A Confederação da Agricultura e Pecuária do Brasil (CNA) solicitou formalmente ao governo brasileiro a adoção de medidas retaliatórias contra a União Europeia, após o bloco confirmar a suspensão das importações de carnes do país. O embargo, que entra em vigor nesta quinta-feira, motiva uma resposta estratégica do setor agropecuário, que busca compensações comerciais diante das perdas projetadas no mercado internacional.
O impasse teve início após a União Europeia alegar que o Brasil não atende às exigências do bloco quanto ao uso de substâncias antimicrobianas em produtos de origem animal. Em resposta, o presidente da CNA, João Martins, enviou um ofício ao Itamaraty solicitando o uso do Mecanismo de Reequilíbrio de Concessões (MRC). Esse dispositivo permite ao Brasil exigir reparações, como a suspensão de benefícios tarifários concedidos anteriormente aos europeus, visando equalizar o impacto econômico causado pela interrupção das vendas.

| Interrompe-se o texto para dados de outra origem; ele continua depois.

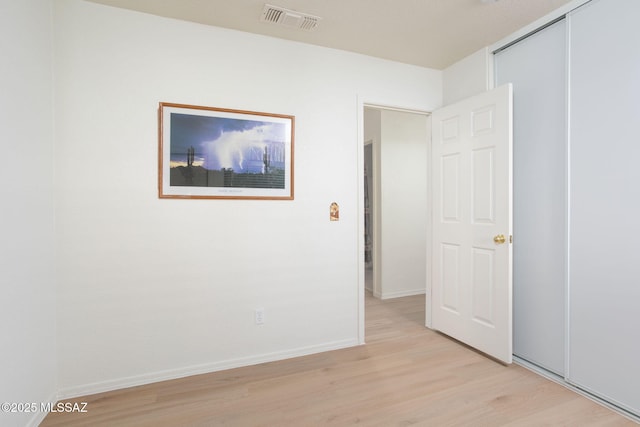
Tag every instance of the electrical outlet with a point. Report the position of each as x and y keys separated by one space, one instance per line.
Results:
x=259 y=316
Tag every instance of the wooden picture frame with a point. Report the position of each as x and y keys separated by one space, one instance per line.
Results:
x=219 y=153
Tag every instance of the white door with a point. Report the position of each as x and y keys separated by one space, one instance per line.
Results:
x=472 y=180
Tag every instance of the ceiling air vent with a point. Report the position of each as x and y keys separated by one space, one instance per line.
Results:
x=289 y=18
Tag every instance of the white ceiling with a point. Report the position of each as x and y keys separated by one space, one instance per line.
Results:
x=428 y=33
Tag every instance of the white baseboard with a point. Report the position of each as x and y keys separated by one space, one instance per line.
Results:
x=399 y=294
x=148 y=378
x=39 y=416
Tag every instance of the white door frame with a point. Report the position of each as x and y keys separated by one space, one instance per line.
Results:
x=363 y=102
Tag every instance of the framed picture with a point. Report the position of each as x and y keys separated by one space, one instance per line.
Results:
x=217 y=153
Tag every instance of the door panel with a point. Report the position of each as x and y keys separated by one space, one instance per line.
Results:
x=471 y=161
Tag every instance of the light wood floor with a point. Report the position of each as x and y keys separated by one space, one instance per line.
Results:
x=404 y=375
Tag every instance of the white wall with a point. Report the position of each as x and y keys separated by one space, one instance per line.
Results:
x=467 y=77
x=153 y=289
x=27 y=303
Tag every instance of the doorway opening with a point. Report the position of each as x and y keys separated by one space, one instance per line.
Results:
x=395 y=215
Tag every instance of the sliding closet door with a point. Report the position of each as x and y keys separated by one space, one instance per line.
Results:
x=604 y=259
x=537 y=68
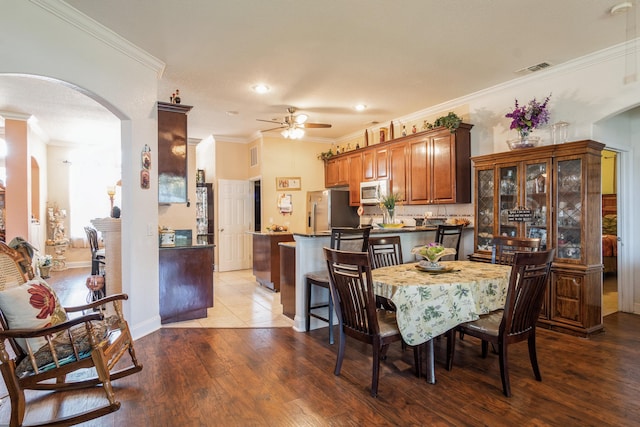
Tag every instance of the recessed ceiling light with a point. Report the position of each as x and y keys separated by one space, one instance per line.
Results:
x=261 y=88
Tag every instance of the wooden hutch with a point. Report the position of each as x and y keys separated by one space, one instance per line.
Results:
x=551 y=192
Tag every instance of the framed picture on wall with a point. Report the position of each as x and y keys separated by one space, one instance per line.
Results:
x=287 y=183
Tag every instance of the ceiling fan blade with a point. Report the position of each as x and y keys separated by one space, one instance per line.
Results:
x=279 y=127
x=315 y=125
x=270 y=121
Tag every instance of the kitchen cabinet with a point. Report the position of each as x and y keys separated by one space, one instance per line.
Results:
x=440 y=167
x=337 y=171
x=288 y=278
x=550 y=192
x=430 y=167
x=398 y=169
x=355 y=177
x=2 y=214
x=266 y=258
x=204 y=214
x=172 y=152
x=186 y=282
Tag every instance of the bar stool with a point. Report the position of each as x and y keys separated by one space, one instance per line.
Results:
x=342 y=238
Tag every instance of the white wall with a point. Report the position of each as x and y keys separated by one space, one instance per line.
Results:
x=35 y=41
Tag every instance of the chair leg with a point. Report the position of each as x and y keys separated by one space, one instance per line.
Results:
x=504 y=369
x=533 y=356
x=375 y=374
x=485 y=348
x=308 y=307
x=330 y=318
x=340 y=357
x=417 y=358
x=451 y=347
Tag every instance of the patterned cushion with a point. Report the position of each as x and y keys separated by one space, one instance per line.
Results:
x=64 y=349
x=31 y=305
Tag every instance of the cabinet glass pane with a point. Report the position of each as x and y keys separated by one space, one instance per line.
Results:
x=569 y=209
x=536 y=200
x=485 y=209
x=508 y=200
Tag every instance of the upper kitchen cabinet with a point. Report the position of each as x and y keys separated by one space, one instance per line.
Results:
x=440 y=166
x=336 y=171
x=172 y=152
x=430 y=167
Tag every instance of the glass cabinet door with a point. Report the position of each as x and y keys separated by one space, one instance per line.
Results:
x=569 y=209
x=484 y=215
x=537 y=200
x=508 y=200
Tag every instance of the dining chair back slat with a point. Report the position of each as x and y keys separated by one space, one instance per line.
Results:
x=385 y=251
x=449 y=236
x=517 y=322
x=350 y=284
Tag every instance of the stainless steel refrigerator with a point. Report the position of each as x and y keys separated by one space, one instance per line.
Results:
x=329 y=208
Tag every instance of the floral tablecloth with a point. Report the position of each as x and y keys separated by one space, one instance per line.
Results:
x=430 y=304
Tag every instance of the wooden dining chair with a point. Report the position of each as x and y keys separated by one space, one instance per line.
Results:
x=350 y=283
x=45 y=344
x=449 y=236
x=385 y=251
x=345 y=238
x=504 y=247
x=517 y=322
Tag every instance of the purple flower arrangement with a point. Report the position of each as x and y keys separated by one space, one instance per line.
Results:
x=527 y=117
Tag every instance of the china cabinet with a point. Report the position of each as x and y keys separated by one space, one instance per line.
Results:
x=551 y=192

Dados do governo indicam que, apenas com carnes bovina e de frango, o Brasil exportou US$ 1,8 bilhão para a União Europeia no ano passado. Paralelamente, a CNA também solicitou ao Ministério da Agricultura uma investigação rigorosa sobre o azeite de oliva importado. A entidade questiona a qualidade e a classificação dos produtos que chegam ao mercado interno, destacando que 89% das quase 90 mil toneladas importadas pelo Brasil em 2025 foram provenientes de países europeus, como Portugal, Espanha e Itália.
A CNA argumenta que possíveis divergências entre a classificação declarada na importação e a real qualidade do azeite, especialmente o rotulado como extravirgem, prejudicam a concorrência leal e a produção nacional. Até o momento, os Ministérios da Agricultura e das Relações Exteriores não se manifestaram sobre as solicitações da entidade. O cenário atual mantém em alerta exportadores brasileiros e autoridades do setor enquanto aguardam os próximos desdobramentos diplomáticos e comerciais.